Les fantassins de la mondialisation

Eclipsée, l’année du Chien. Tant pis pour la Chine. Cette année, les dirigeants économiques n’ont d’yeux que pour l’Inde. Mais l’opération de charme du deuxième géant asiatique, lancée à Davos avec le slogan  » L’Inde partout « , a vite tourné à l’offensive avec l’assaut de l’Indien Mittal sur Arcelor. La charge est lourde, mais ce n’est la première : depuis deux ans, les entreprises indiennes sont de plus en plus nombreuses à s’aventurer au-delà de leurs frontières. En 2005, on a recensé 136 acquisitions à l’étranger, pour un montant de 4,3 milliards de dollars, soit plus du double de celui de 2004, selon le décompte de Harish H.V., spécialiste des fusions et acquisitions chez Grand Thornton à Bangalore.
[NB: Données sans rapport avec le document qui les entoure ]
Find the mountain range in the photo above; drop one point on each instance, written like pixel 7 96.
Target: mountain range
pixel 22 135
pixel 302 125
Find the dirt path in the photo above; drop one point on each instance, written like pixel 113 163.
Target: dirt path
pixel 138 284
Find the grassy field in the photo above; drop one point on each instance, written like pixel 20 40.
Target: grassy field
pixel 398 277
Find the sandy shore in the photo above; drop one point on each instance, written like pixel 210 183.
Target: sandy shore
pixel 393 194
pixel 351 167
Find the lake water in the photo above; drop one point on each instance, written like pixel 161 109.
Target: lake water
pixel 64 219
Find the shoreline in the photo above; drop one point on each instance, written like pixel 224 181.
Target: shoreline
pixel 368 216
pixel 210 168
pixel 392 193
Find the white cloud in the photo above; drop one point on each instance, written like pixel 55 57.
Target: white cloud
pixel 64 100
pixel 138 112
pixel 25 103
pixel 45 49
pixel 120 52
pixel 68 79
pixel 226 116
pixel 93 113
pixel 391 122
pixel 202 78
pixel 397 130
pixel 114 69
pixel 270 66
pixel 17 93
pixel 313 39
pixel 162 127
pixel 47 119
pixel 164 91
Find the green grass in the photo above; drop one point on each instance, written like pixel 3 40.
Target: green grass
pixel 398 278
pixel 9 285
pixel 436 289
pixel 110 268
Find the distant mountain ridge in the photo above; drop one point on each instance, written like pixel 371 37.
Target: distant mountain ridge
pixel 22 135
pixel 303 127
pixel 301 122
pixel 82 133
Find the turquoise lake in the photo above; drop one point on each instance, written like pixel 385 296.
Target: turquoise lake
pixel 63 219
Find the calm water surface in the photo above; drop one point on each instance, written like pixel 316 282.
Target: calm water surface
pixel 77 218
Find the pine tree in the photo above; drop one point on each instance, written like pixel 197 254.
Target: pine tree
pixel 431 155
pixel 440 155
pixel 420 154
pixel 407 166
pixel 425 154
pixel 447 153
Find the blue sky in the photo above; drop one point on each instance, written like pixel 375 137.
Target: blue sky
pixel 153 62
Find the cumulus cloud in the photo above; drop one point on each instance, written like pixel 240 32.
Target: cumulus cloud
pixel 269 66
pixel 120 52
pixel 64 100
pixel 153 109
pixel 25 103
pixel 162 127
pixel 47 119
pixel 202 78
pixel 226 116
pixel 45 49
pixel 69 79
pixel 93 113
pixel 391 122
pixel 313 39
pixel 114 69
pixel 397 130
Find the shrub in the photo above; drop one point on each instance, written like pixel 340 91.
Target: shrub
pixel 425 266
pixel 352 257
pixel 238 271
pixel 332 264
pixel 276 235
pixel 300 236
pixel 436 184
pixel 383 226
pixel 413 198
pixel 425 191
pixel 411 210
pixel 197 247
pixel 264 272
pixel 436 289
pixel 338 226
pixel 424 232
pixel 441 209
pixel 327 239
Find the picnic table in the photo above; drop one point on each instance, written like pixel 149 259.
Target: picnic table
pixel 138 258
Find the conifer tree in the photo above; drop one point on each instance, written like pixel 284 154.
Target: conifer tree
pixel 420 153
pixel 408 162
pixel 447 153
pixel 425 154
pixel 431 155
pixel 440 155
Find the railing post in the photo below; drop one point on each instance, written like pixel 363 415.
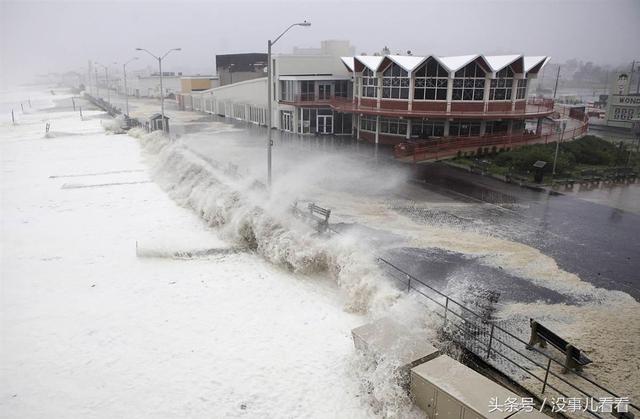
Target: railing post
pixel 490 341
pixel 546 375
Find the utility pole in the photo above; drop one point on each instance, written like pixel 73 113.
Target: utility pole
pixel 270 99
pixel 555 89
pixel 555 158
pixel 160 58
pixel 124 75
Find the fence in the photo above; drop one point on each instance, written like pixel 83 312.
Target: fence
pixel 505 351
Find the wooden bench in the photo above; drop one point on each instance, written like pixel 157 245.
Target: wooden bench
pixel 574 357
pixel 317 215
pixel 320 215
pixel 517 178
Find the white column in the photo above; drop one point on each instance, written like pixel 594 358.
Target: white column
pixel 514 91
pixel 411 84
pixel 449 92
pixel 487 91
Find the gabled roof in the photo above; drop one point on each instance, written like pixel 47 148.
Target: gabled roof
pixel 348 61
pixel 372 62
pixel 531 62
pixel 498 62
pixel 457 62
pixel 492 63
pixel 408 62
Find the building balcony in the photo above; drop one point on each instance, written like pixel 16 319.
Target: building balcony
pixel 538 108
pixel 448 147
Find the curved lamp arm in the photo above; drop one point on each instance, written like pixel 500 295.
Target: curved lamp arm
pixel 305 23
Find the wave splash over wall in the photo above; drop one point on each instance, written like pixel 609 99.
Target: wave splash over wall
pixel 247 216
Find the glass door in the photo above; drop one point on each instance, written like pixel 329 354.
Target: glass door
pixel 324 91
pixel 325 124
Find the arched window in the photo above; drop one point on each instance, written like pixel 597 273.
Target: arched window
pixel 369 83
pixel 395 82
pixel 468 83
pixel 521 93
pixel 502 85
pixel 431 82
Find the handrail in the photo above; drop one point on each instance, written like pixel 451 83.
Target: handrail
pixel 501 342
pixel 495 349
pixel 350 104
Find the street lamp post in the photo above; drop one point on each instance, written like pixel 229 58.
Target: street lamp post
pixel 95 70
pixel 160 58
pixel 124 77
pixel 106 72
pixel 555 158
pixel 269 104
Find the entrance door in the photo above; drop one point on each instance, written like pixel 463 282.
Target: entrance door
pixel 325 124
pixel 324 91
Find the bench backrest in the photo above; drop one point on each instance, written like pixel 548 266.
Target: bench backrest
pixel 553 339
pixel 320 211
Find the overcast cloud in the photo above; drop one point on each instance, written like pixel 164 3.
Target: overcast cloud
pixel 38 37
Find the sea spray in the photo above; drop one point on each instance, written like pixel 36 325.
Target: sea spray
pixel 237 210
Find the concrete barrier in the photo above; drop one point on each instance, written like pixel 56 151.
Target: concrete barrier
pixel 386 339
pixel 447 389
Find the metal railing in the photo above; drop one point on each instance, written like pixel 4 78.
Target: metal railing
pixel 503 349
pixel 531 108
pixel 448 147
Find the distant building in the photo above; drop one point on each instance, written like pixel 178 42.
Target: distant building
pixel 622 106
pixel 334 48
pixel 390 99
pixel 198 83
pixel 149 86
pixel 234 68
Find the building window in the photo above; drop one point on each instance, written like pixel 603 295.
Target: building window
pixel 307 89
pixel 431 82
pixel 468 83
pixel 393 126
pixel 502 85
pixel 369 83
pixel 623 114
pixel 395 83
pixel 286 121
pixel 464 129
pixel 368 123
pixel 521 92
pixel 287 90
pixel 423 128
pixel 496 127
pixel 341 88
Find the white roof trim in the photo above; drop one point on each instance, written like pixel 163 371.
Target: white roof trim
pixel 314 77
pixel 407 62
pixel 498 62
pixel 531 62
pixel 372 62
pixel 455 63
pixel 349 62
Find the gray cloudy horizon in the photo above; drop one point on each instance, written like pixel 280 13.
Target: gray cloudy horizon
pixel 53 36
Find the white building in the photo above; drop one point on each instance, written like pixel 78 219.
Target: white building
pixel 149 86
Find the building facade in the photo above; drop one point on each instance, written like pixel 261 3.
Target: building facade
pixel 393 98
pixel 234 68
pixel 623 107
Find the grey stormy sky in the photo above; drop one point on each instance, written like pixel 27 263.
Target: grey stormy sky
pixel 38 37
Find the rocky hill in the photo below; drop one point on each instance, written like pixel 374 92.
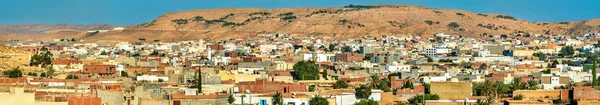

De la Belgique (rachat en juillet dernier pour 263 millions de dollars du fabricant de médicaments génériques Docpharma par l’Indien Matrix) au Royaume-Uni (le groupe Arpeejay a mis la main sur les thés de Premier Food moyennant 138 millions de dollars) en passant par la France – Thomson a vendu en septembre ses usines de tubes cathodiques à Videocon (290 millions de dollars), la liste des emplettes indiennes s’allonge chaque jour. Avec une prédilection pour les cibles européennes, qui représentent 45 % des opérations.

(éd. La Découverte, à paraître début mars). Ces nouveaux fantassins de la mondialisation ont bien choisi leur moment. La croissance indienne est au plus haut : New Delhi a d’ailleurs revu ses prévisions à la hausse et table sur un bond de 8 % en 2006. La Bourse de Bombay vole de record en record. Elle a progressé de 62 % depuis un an ! Quant aux réserves de changes, elles atteignent 150 milliards de dollars.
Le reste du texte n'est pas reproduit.